The title track an experience worth a paragraph of it’s own, clocking in at just under half an hour and exploring a great variety of moods and expressions. Opening as a gentle, warm and rich affair that sounds like a piece of music residing in the exact middle between late 70’s Pink Floyd and early 80’s Vangelis, a theme later revisited incidentally, and later on visiting shamanistic folk-inspired territories, taking on an expression with closer links to Flamenco, the aforementio0ned jazzy insert also a part of the proceedings alongside a pacier AOR-tinged one and sequences with more of a distinct Floydian feel as well. Great variety, many compelling parts but not at the level that makes this one any more rewarding than your average epic length creation. A good construction with moments of brilliance.

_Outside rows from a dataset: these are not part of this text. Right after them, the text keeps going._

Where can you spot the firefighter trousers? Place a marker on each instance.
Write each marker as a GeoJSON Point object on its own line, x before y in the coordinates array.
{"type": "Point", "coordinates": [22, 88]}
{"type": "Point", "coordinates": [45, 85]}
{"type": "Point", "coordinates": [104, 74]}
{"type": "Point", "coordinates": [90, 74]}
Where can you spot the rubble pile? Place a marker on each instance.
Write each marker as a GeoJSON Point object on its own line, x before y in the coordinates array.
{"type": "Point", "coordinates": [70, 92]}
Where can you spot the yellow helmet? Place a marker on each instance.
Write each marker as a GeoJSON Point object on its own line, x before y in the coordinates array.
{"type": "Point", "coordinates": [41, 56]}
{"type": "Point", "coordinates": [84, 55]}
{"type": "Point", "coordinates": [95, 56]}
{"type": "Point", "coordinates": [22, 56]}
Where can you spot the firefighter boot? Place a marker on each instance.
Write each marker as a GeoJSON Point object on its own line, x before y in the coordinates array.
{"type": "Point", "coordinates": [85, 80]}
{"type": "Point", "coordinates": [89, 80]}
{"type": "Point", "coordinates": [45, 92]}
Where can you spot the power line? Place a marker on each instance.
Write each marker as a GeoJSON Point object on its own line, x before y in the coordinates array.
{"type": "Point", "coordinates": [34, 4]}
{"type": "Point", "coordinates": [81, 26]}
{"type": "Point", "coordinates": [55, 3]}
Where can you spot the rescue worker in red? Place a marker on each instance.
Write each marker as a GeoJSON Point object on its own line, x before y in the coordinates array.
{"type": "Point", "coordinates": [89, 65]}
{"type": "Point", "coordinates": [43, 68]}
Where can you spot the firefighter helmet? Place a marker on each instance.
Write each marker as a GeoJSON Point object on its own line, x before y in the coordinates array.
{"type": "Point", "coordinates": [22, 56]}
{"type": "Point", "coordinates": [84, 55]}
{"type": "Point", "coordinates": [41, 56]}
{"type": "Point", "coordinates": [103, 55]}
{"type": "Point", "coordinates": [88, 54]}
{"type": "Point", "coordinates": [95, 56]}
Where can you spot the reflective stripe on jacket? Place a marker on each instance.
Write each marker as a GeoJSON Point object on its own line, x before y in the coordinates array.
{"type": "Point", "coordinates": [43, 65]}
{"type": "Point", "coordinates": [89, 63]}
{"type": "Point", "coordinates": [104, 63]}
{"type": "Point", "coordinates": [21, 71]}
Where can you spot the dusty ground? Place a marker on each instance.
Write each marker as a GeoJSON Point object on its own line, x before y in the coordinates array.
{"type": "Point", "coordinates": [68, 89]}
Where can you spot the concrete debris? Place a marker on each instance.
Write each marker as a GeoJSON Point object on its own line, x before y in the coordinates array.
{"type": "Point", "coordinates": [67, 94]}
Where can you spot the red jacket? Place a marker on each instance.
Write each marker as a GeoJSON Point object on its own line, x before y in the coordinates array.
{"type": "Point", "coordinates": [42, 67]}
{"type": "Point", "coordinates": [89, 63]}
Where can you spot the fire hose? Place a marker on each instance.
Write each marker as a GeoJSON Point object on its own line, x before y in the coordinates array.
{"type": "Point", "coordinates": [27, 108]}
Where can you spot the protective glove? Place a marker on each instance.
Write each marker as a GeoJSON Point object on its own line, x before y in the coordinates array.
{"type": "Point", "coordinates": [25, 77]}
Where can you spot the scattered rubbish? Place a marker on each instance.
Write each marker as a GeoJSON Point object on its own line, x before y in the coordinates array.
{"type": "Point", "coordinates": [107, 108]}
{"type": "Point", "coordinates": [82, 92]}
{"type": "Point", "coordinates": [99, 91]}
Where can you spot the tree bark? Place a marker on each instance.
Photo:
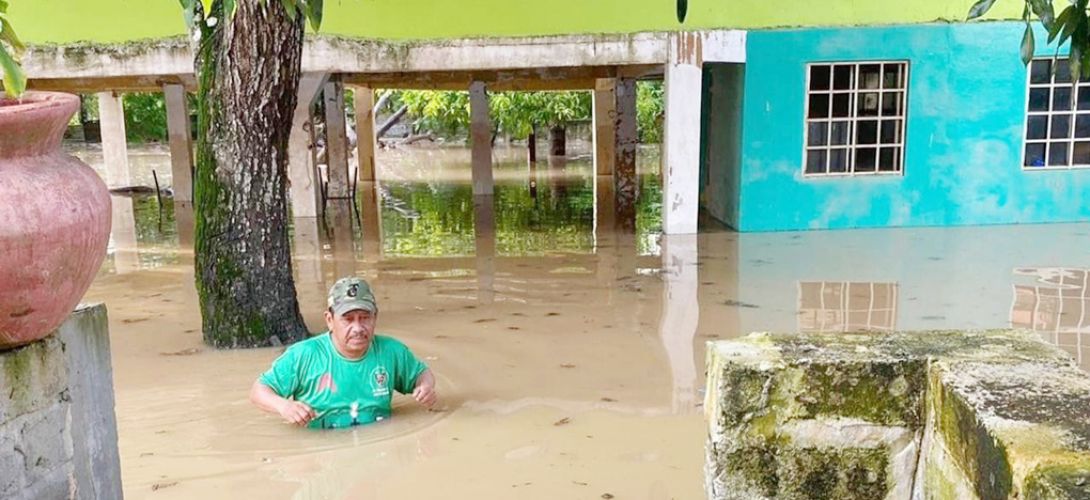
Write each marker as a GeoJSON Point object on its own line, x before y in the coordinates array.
{"type": "Point", "coordinates": [558, 139]}
{"type": "Point", "coordinates": [247, 69]}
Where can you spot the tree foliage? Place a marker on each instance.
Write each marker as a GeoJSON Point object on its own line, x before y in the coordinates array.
{"type": "Point", "coordinates": [518, 113]}
{"type": "Point", "coordinates": [1070, 25]}
{"type": "Point", "coordinates": [11, 49]}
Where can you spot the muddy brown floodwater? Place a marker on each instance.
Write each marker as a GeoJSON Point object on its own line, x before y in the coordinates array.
{"type": "Point", "coordinates": [569, 356]}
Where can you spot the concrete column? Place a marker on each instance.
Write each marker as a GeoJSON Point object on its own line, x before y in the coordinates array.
{"type": "Point", "coordinates": [605, 125]}
{"type": "Point", "coordinates": [111, 116]}
{"type": "Point", "coordinates": [681, 142]}
{"type": "Point", "coordinates": [680, 316]}
{"type": "Point", "coordinates": [337, 239]}
{"type": "Point", "coordinates": [181, 146]}
{"type": "Point", "coordinates": [625, 179]}
{"type": "Point", "coordinates": [481, 138]}
{"type": "Point", "coordinates": [336, 139]}
{"type": "Point", "coordinates": [365, 134]}
{"type": "Point", "coordinates": [371, 207]}
{"type": "Point", "coordinates": [306, 250]}
{"type": "Point", "coordinates": [302, 175]}
{"type": "Point", "coordinates": [123, 234]}
{"type": "Point", "coordinates": [484, 231]}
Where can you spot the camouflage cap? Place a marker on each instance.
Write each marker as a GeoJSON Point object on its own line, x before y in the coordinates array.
{"type": "Point", "coordinates": [351, 293]}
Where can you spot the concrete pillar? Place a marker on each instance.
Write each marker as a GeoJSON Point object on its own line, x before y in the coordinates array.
{"type": "Point", "coordinates": [681, 142]}
{"type": "Point", "coordinates": [625, 179]}
{"type": "Point", "coordinates": [336, 139]}
{"type": "Point", "coordinates": [481, 138]}
{"type": "Point", "coordinates": [365, 134]}
{"type": "Point", "coordinates": [111, 117]}
{"type": "Point", "coordinates": [484, 232]}
{"type": "Point", "coordinates": [181, 146]}
{"type": "Point", "coordinates": [371, 207]}
{"type": "Point", "coordinates": [302, 175]}
{"type": "Point", "coordinates": [58, 428]}
{"type": "Point", "coordinates": [123, 234]}
{"type": "Point", "coordinates": [306, 250]}
{"type": "Point", "coordinates": [680, 316]}
{"type": "Point", "coordinates": [605, 125]}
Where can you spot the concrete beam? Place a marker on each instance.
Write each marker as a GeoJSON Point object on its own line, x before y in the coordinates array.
{"type": "Point", "coordinates": [111, 117]}
{"type": "Point", "coordinates": [302, 175]}
{"type": "Point", "coordinates": [605, 125]}
{"type": "Point", "coordinates": [364, 133]}
{"type": "Point", "coordinates": [181, 146]}
{"type": "Point", "coordinates": [681, 141]}
{"type": "Point", "coordinates": [334, 55]}
{"type": "Point", "coordinates": [122, 84]}
{"type": "Point", "coordinates": [336, 139]}
{"type": "Point", "coordinates": [481, 138]}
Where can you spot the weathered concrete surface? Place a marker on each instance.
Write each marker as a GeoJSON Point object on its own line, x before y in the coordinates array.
{"type": "Point", "coordinates": [943, 415]}
{"type": "Point", "coordinates": [302, 175]}
{"type": "Point", "coordinates": [336, 139]}
{"type": "Point", "coordinates": [364, 133]}
{"type": "Point", "coordinates": [181, 144]}
{"type": "Point", "coordinates": [325, 53]}
{"type": "Point", "coordinates": [481, 139]}
{"type": "Point", "coordinates": [114, 146]}
{"type": "Point", "coordinates": [58, 430]}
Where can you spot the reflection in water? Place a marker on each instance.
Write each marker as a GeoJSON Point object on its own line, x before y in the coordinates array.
{"type": "Point", "coordinates": [569, 349]}
{"type": "Point", "coordinates": [825, 306]}
{"type": "Point", "coordinates": [1058, 307]}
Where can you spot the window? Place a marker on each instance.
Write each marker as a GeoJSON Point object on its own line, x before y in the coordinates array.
{"type": "Point", "coordinates": [828, 306]}
{"type": "Point", "coordinates": [1057, 122]}
{"type": "Point", "coordinates": [856, 118]}
{"type": "Point", "coordinates": [1057, 307]}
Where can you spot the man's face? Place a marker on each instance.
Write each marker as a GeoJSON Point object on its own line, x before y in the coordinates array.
{"type": "Point", "coordinates": [353, 329]}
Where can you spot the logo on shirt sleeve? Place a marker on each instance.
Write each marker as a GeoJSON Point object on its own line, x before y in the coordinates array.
{"type": "Point", "coordinates": [379, 382]}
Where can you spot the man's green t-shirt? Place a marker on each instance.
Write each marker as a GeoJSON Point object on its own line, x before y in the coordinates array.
{"type": "Point", "coordinates": [343, 392]}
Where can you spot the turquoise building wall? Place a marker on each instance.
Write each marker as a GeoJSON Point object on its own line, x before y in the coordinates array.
{"type": "Point", "coordinates": [964, 137]}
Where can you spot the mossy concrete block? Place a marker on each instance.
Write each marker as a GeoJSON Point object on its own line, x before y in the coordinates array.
{"type": "Point", "coordinates": [937, 414]}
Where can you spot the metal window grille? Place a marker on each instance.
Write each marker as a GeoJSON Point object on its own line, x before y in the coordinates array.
{"type": "Point", "coordinates": [827, 306]}
{"type": "Point", "coordinates": [855, 118]}
{"type": "Point", "coordinates": [1057, 118]}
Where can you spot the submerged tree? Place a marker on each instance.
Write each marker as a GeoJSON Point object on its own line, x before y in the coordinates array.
{"type": "Point", "coordinates": [247, 65]}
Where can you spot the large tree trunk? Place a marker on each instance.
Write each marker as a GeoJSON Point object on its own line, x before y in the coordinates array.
{"type": "Point", "coordinates": [247, 71]}
{"type": "Point", "coordinates": [558, 141]}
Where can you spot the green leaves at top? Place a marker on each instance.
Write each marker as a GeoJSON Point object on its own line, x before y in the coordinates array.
{"type": "Point", "coordinates": [11, 47]}
{"type": "Point", "coordinates": [980, 8]}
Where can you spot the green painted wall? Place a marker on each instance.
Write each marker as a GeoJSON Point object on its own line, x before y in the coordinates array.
{"type": "Point", "coordinates": [110, 21]}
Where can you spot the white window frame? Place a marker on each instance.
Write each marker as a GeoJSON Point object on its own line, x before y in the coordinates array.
{"type": "Point", "coordinates": [1048, 141]}
{"type": "Point", "coordinates": [854, 120]}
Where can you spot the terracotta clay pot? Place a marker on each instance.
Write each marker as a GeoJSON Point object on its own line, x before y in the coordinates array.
{"type": "Point", "coordinates": [55, 218]}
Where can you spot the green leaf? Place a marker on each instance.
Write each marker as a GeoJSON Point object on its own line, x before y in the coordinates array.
{"type": "Point", "coordinates": [980, 8]}
{"type": "Point", "coordinates": [8, 34]}
{"type": "Point", "coordinates": [289, 7]}
{"type": "Point", "coordinates": [1027, 49]}
{"type": "Point", "coordinates": [314, 13]}
{"type": "Point", "coordinates": [1060, 24]}
{"type": "Point", "coordinates": [14, 81]}
{"type": "Point", "coordinates": [1043, 11]}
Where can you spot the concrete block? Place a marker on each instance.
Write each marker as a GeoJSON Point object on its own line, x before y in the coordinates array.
{"type": "Point", "coordinates": [943, 415]}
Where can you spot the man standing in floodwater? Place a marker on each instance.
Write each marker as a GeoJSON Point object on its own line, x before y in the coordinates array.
{"type": "Point", "coordinates": [343, 377]}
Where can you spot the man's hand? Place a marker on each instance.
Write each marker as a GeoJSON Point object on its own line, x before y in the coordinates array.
{"type": "Point", "coordinates": [424, 393]}
{"type": "Point", "coordinates": [297, 413]}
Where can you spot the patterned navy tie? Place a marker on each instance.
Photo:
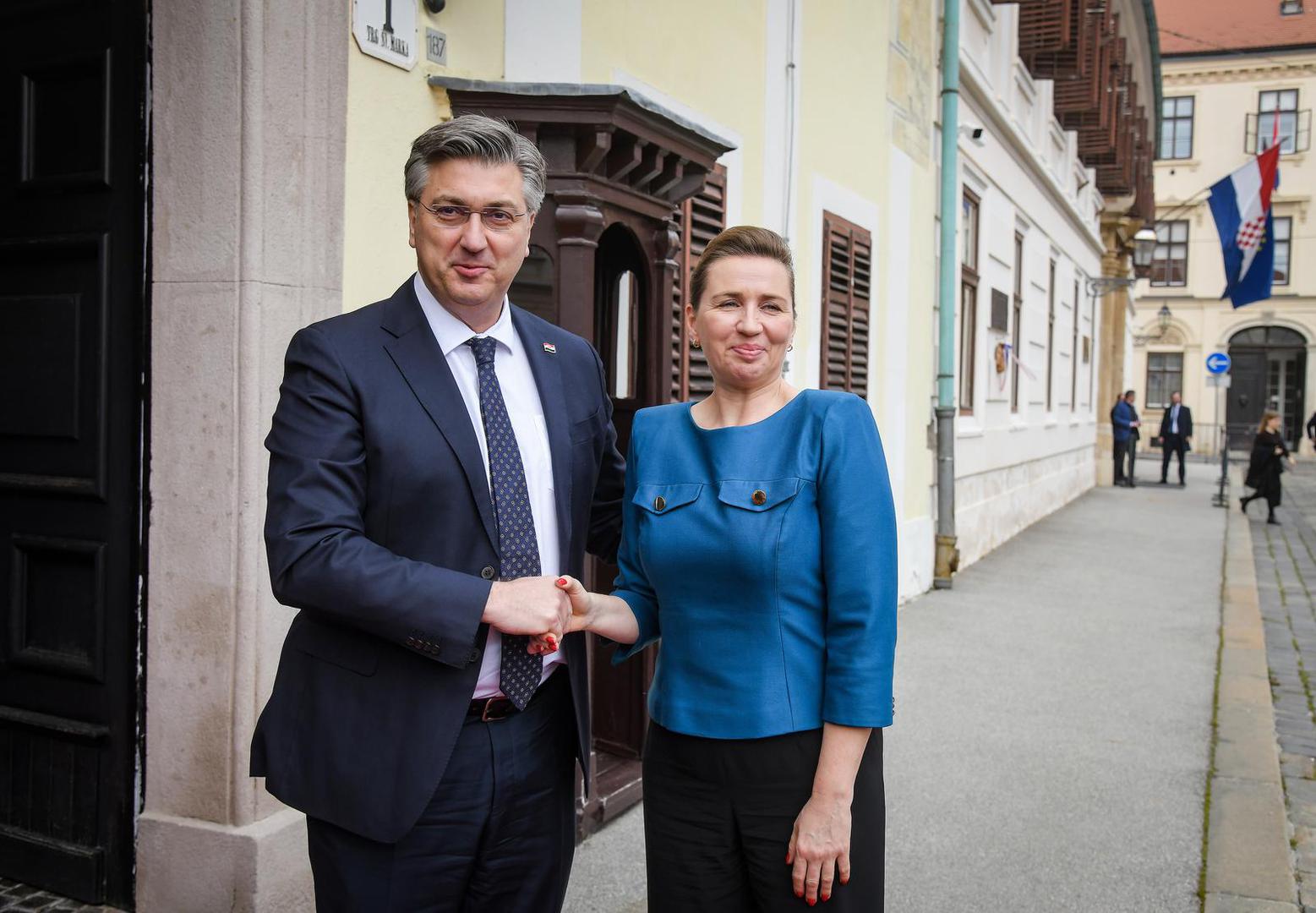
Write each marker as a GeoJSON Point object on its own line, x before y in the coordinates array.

The most intriguing composition as far as I’m concerned is the second to last one actually. A piece very much different from the rest of this production, sporting a careful piano motif supplemented by strings. A warm, rich, sad and distinctly melancholic instrumental, and an impressive one at that. It is difficult to write and perform such pieces in a manner that does make an impression, but this one succeeded quite nicely at that.
If you enjoy late 70’s Pink Floyd and bands like aforementioned Rush, Ifsounds latest creation Apeirophobia is a CD you might want to lend an ear too. A nice and pleasant album in general, and if you have an interest in productions of a conceptual nature you’ll get those cravings catered fore quite nicely too. Including the use of cinematic lead-ins and lead outs to emphasize the nature of the story told.